The about-face left Gater, as well as other Maryland commits and recruits, with more questions than answers.
“Yeah, you just didn’t know what was happening,” Gater said. “I was finding out on social media.”
College coaches getting fired and new ones getting hired is common each season, but what has happened at Maryland over the past few months — even the past 48 hours — has disrupted the recruiting process and put Maryland’s local recruits and commits in flux.
As a result, the increasingly successful pipeline the Maryland program has built with local recruits has been impacted negatively, and some in the area question whether it can get back on track.
“I think there are going to be questions on how this whole situation is handled, and it is hard to overcome in the short run,” Good Counsel Coach Andy Stefanelli said. “It is not a good look for the school and hopefully they can rectify things there, but until then, it’s going to have an impact on local recruiting and there are no two ways about it.”
Stefanelli, who has watched several Good Counsel football players play for Maryland over the past decade, said one of his biggest issues was the “lack of leadership and direction” from the university.

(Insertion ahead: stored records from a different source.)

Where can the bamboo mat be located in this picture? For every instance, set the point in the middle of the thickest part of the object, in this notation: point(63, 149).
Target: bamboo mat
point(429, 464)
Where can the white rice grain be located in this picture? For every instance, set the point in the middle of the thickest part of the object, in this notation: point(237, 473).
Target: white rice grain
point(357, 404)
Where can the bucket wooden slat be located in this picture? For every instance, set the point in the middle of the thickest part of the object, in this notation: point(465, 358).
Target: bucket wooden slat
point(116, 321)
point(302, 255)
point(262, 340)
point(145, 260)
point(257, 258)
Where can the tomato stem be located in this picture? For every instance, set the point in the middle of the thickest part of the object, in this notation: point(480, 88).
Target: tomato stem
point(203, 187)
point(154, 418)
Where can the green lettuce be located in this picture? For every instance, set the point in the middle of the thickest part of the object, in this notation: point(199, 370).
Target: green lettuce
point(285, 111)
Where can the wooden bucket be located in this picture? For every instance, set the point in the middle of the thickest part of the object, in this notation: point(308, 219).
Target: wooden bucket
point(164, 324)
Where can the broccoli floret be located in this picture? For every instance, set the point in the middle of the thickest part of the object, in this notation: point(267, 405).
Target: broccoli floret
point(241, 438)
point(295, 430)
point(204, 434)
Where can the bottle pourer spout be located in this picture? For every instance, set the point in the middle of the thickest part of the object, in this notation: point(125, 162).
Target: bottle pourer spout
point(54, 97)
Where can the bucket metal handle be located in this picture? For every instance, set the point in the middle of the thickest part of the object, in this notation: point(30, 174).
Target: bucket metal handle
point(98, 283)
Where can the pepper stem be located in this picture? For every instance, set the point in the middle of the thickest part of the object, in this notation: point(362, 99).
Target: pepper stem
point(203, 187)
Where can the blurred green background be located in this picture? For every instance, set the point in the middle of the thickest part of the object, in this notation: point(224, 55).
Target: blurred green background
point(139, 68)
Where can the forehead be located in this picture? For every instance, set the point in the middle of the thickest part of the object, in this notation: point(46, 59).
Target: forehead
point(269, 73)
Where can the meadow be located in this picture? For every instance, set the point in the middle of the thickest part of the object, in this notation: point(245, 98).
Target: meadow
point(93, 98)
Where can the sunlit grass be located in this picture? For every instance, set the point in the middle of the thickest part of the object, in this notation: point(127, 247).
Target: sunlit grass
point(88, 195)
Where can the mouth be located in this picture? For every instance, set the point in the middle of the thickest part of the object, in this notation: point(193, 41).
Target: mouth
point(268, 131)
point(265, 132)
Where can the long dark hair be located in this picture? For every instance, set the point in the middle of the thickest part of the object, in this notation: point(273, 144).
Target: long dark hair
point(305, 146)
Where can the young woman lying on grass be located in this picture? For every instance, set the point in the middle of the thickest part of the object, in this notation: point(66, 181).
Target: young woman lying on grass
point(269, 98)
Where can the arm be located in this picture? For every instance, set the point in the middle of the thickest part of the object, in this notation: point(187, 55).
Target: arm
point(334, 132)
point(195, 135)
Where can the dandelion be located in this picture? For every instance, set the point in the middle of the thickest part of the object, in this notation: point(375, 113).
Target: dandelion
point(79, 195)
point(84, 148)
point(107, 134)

Durkin had been on administrative leave since Aug. 10, amid separate investigations into the circumstances that led to the June death of 19-year-old offensive lineman Jordan McNair and into the culture of the football program following media reports alleging abuse and bullying by staff members.
After Wednesday’s decision to fire Durkin, the biggest question among local high school coaches was: What can they tell players about the future of Maryland football?
“I want to see the situation rectified, and it needs to be rectified soon before I can feel good about feeling good about recommending kids to go there,” Stefanelli said.
Eleanor Roosevelt Coach Tom Green, who has sent seven players in the past 11 years to Maryland, said he noticed less of a Maryland presence during the summer and in-season. Previously, under Durkin’s staff, Green has had multiple face-to-face meetings with Durkin about his players, as well as visits from defensive backs coach Aazaar Abdul-Rahim. This year, as Stefanelli described it, Maryland’s recruiting presence has been “flying under the radar.”
“Under Durkin’s tenure, they did a great job recruiting our players and area players,” DeMatha Coach Elijah Brooks said. "Us obviously being two miles down the road, we want them to be successful so they can continue to recruit our guys. I know kids in the area like the University of Maryland. It was a clearly unfortunate situation. Only time will tell what comes of it.”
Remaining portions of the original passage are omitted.